Bowen Xie1, Jesus I Avila1, Bennett K Ng1, Bo Fan1, Victoria Loo2, Vicente Gilsanz3, Thomas Hangartner4, Heidi J Kalkwarf5, Joan Lappe6, Sharon Oberfield7, Karen Winer8, Babette Zemel9, John A Shepherd1.   

Abstract

PURPOSE: Obesity and its consequences, such as diabetes, are global health issues that burden about 171 × 10(6) adult individuals worldwide. Fat mass index (FMI, kg/m(2)), fat-free mass index (FFMI, kg/m(2)), and percent fat mass may be useful to evaluate under- and overnutrition and muscle development in a clinical or research environment. This proof-of-concept study tested whether frontal whole-body silhouettes could be used to accurately measure body composition parameters using active shape modeling (ASM) techniques.

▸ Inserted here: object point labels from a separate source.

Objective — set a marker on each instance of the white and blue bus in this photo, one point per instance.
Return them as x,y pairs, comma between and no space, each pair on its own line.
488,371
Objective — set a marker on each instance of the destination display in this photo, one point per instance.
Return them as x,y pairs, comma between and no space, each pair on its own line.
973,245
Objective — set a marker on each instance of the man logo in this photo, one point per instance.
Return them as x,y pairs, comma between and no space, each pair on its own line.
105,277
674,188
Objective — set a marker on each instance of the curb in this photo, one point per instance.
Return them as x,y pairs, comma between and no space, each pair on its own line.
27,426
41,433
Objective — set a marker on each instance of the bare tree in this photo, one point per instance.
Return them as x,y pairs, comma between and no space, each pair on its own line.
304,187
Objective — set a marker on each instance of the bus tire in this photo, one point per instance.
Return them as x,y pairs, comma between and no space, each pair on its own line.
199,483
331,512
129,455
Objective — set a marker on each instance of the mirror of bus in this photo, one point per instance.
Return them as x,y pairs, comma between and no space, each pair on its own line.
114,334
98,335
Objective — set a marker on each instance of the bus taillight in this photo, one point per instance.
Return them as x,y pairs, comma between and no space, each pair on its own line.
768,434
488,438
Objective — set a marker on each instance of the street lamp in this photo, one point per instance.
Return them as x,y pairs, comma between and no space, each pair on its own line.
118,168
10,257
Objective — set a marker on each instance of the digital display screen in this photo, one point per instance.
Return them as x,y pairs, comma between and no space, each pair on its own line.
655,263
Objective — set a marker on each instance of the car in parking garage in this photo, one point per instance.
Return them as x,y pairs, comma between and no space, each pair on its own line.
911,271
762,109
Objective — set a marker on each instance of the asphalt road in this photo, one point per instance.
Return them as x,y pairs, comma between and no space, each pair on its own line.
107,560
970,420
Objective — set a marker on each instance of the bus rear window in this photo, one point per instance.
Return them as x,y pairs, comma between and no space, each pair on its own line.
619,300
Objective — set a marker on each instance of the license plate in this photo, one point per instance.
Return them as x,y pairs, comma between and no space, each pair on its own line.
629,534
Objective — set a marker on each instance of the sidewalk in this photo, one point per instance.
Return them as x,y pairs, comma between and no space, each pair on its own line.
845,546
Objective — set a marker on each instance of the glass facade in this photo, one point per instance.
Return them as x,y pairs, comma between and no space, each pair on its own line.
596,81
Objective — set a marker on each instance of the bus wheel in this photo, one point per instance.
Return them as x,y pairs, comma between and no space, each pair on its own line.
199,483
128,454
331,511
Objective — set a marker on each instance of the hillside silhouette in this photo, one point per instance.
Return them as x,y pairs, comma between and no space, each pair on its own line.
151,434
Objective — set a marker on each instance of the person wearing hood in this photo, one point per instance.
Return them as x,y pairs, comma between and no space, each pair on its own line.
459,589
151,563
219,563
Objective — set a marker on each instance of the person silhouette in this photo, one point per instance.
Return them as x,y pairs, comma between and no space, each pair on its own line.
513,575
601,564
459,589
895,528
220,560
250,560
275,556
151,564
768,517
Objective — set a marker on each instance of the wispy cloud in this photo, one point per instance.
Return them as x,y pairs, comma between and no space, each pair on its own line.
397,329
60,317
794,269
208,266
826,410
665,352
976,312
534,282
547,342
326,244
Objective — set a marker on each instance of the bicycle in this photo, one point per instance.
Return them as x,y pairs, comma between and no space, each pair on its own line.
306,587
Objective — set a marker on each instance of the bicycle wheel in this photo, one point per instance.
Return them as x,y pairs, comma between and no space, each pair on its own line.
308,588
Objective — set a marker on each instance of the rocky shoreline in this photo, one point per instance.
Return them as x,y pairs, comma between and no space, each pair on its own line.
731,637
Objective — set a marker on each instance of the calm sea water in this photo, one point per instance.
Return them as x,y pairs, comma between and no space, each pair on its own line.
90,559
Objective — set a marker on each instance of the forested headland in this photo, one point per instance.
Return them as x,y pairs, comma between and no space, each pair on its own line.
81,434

METHODS: Binary shape images (silhouettes) were generated from the skin outline of dual-energy x-ray absorptiometry (DXA) whole-body scans of 200 healthy children of ages from 6 to 16 yr. The silhouette shape variation from the average was described using an ASM, which computed principal components for unique modes of shape. Predictive models were derived from the modes for FMI, FFMI, and percent fat using stepwise linear regression. The models were compared to simple models using demographics alone [age, sex, height, weight, and body mass index z-scores (BMIZ)].
RESULTS: The authors found that 95% of the shape variation of the sampled population could be explained using 26 modes. In most cases, the body composition variables could be predicted similarly between demographics-only and shape-only models. However, the combination of shape with demographics improved all estimates of boys and girls compared to the demographics-only model. The best prediction models for FMI, FFMI, and percent fat agreed with the actual measures with R(2) adj. (the coefficient of determination adjusted for the number of parameters used in the model equation) values of 0.86, 0.95, and 0.75 for boys and 0.90, 0.89, and 0.69 for girls, respectively.
CONCLUSIONS: Whole-body silhouettes in children may be useful to derive estimates of body composition including FMI, FFMI, and percent fat. These results support the feasibility of measuring body composition variables from simple cameras such as those found in cell phones.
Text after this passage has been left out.